I arrived on Friday evening and went to meet my buddies in Gordon's Wine Bar near the Embankment tube station. This is a crowded cellar that sells only wine and basic food. It's a cosy spot with an unusually friendly crowd for a London venue. Much badinage at the crowded bar and chit chat between the tables. If I were a fit and single man I would make it a regular haunt. We ate later in an average Italian restaurant up the road and looked in at a listless jazz club (the Alley Cat). The strident and charmless female vocalist drove us out and we headed back to the bosom of our hotel bar.
Saturday morning brought us to the Dickens exhibition at the London Museum. A lot of background padding but it was worth the visit to see his manuscripts. The small regular writing and the copious corrections were in evidence from Great Expectations to his last work The Mystery of Edwin Drood - no change or deterioration in the hand, or in the working method. There was also a ledger of household expenses where you saw evidence of how his financially feckless father was a drain on his resources. We stopped off for a nostalgic visit to Portobello Road on the way back - full of tourists but entertaining. I had some mulled wine and bought a couple of CD box sets (Sam Cooke and Ella Fitzgerald).
On Saturday evening we started with drinks in the French House in Soho - still full of character and characters - and still not serving pints. Then up the road to the Red Fort - one of London's finest Indian restaurants. A bit stuffy in terms of clientele and too many waiters faffing about but the food was superb - delicately spiced and beautifully presented.
Replete we waddled down the road to Ronnie Scott's where we'd booked a table to see Sarah Jane Morris and her band. Nice. She's a big gallumping lass and a bit too right on for my taste ("The Gay Man Blues") but it was a tasty night of music. A couple of great guitarists, including the super cool Dominic Miller (Sting's main man), and an ass-kicking brass section. And so to bed.
On Sunday morning we headed to Hampstead Heath for a stroll down memory lane.
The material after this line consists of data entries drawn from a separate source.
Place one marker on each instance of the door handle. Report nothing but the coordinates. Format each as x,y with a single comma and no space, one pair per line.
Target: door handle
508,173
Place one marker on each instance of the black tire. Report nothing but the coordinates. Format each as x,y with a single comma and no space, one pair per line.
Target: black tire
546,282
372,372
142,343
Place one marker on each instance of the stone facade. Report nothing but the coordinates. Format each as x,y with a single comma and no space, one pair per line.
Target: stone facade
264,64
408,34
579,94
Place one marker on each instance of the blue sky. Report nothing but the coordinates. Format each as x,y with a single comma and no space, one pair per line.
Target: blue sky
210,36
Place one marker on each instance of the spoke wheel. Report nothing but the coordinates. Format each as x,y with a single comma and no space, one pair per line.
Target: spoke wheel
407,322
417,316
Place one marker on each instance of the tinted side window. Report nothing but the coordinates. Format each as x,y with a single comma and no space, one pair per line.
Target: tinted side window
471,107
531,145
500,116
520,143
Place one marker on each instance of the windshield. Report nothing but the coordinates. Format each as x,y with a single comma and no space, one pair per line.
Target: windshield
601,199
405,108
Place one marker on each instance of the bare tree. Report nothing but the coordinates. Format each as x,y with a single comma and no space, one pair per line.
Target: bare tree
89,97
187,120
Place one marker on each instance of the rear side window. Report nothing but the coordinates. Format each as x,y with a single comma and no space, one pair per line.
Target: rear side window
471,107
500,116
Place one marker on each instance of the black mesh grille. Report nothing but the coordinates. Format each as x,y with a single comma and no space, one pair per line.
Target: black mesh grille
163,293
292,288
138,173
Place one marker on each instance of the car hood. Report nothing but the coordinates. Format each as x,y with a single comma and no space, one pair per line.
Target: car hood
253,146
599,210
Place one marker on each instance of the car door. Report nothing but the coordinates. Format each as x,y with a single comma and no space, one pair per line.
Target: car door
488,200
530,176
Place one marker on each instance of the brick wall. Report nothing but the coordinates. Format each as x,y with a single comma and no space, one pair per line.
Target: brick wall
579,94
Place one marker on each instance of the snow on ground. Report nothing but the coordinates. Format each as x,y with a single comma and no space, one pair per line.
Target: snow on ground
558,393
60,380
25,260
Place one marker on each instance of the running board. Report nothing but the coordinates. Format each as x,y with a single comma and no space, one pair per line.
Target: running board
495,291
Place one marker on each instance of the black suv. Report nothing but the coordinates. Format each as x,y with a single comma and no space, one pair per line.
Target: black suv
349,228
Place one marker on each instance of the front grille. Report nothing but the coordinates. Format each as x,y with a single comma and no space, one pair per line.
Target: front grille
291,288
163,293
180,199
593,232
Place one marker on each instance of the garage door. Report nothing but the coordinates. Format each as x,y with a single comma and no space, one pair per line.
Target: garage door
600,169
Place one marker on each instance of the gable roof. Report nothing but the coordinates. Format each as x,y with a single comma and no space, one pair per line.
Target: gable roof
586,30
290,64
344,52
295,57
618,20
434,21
We took an unfamiliar route turning onto the Heath just before Jack Straw's Castle and soon got lost. A phone call to a local friend and much GPS consulting soon got us out of there and back on Heath Street where it was time for lunch. We found an adequate Greek place (Bacchus) near the station and had a decent meal of hummus and lamb chops.
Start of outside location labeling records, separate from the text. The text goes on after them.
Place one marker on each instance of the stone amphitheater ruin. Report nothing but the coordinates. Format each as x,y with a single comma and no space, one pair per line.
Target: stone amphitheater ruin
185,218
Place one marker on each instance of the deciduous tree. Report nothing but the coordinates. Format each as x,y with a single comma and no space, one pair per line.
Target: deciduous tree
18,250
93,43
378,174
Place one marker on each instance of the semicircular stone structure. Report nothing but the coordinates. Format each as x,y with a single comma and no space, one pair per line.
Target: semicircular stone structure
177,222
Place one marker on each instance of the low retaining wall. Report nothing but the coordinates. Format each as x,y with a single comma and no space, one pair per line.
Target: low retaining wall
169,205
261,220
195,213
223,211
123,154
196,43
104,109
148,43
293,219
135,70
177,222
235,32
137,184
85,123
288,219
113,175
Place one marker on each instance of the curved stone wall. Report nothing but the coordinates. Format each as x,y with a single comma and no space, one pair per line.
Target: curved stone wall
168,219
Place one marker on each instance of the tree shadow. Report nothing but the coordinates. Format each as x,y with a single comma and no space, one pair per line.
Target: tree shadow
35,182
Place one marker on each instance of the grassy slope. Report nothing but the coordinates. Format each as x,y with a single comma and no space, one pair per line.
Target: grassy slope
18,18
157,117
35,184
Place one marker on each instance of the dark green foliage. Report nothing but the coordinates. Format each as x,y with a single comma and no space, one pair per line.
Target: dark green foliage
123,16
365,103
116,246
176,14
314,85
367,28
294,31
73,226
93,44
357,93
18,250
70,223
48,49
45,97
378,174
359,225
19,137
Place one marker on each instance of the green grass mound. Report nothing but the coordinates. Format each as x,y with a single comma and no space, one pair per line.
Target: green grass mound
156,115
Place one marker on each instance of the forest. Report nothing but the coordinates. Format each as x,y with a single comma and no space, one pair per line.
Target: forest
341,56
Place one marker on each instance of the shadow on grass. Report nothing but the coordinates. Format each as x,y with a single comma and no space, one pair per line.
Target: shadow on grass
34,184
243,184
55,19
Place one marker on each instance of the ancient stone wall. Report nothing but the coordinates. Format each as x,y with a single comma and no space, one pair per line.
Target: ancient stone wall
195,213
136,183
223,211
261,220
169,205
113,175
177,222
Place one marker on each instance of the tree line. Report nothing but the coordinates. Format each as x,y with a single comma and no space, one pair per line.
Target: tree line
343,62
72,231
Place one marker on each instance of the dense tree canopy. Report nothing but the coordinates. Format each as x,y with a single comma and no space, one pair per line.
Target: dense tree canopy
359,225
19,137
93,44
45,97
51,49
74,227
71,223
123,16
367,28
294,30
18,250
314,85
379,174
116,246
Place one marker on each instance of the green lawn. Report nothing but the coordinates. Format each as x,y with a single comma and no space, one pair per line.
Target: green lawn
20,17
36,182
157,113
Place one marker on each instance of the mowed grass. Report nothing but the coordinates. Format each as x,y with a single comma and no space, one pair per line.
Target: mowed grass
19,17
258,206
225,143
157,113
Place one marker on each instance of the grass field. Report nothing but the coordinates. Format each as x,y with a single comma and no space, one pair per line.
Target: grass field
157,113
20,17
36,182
We had arranged to meet some friends in the Sir Richard Steele on Haverstock Hill. This is a place of low resort much frequented by scum bags and super-annuated rock musicians. Ideal for a spot of Sunday afternoon drinking. By sheer coincidence it transpired that an old friend Johnny Johnson was playing so we settled down to a couple of hours of rock and roll. It's a long time since I've heard Eddie Cochran's Cut Across Shorty sung in anger. And a fair old dollop of Jerry Lee Lewis - great stuff.
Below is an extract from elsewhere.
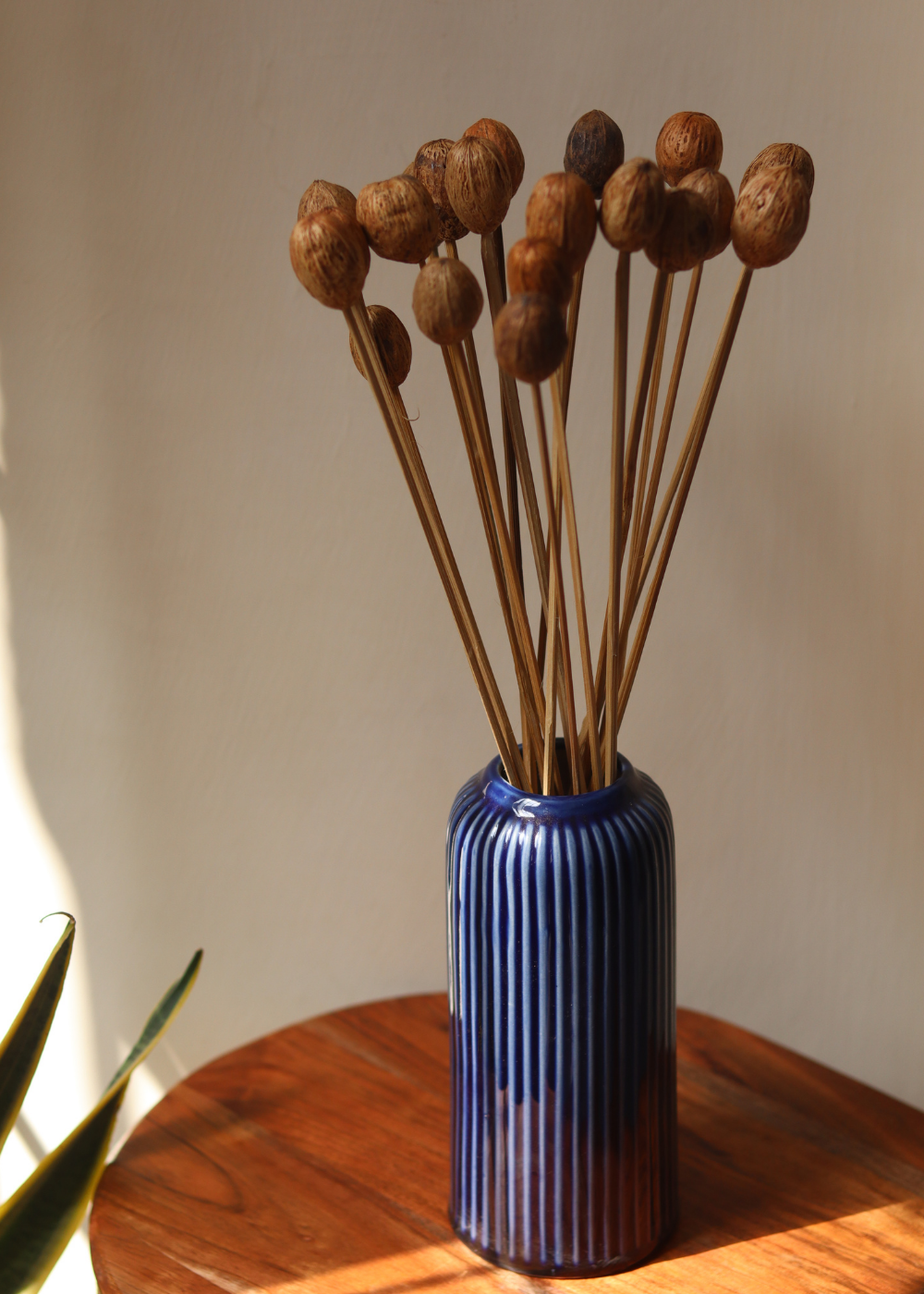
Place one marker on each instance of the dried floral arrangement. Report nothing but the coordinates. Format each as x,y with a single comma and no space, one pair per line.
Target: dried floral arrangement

But the schedule was remorseless so at 7pm we headed down to the Roundhousewhere we'd booked tickets for the burlesque circus La Soiree.. Good dirty fun with some notable balancing acts and juggling. Some of the characters combined comedic patter with virtuoso tricks. The girl with the hula hoops fair stole the show.
On Monday, our last day, we finally got to the Courtauld Institute on the Strand. A fine eclectic collection - Van Gogh, Manet, Gaughin and a number of great Cezannes. An interesting curiosity for me was the Wyndham Lewis collection - including a fine cubist self-portrait.
Our hotel, the Radisson Vanderbilt, was a major find. Its location beside Gloucester Road tube station was ideal for exploring the city and it had all the facilities of a decent hotel for only £70 a night.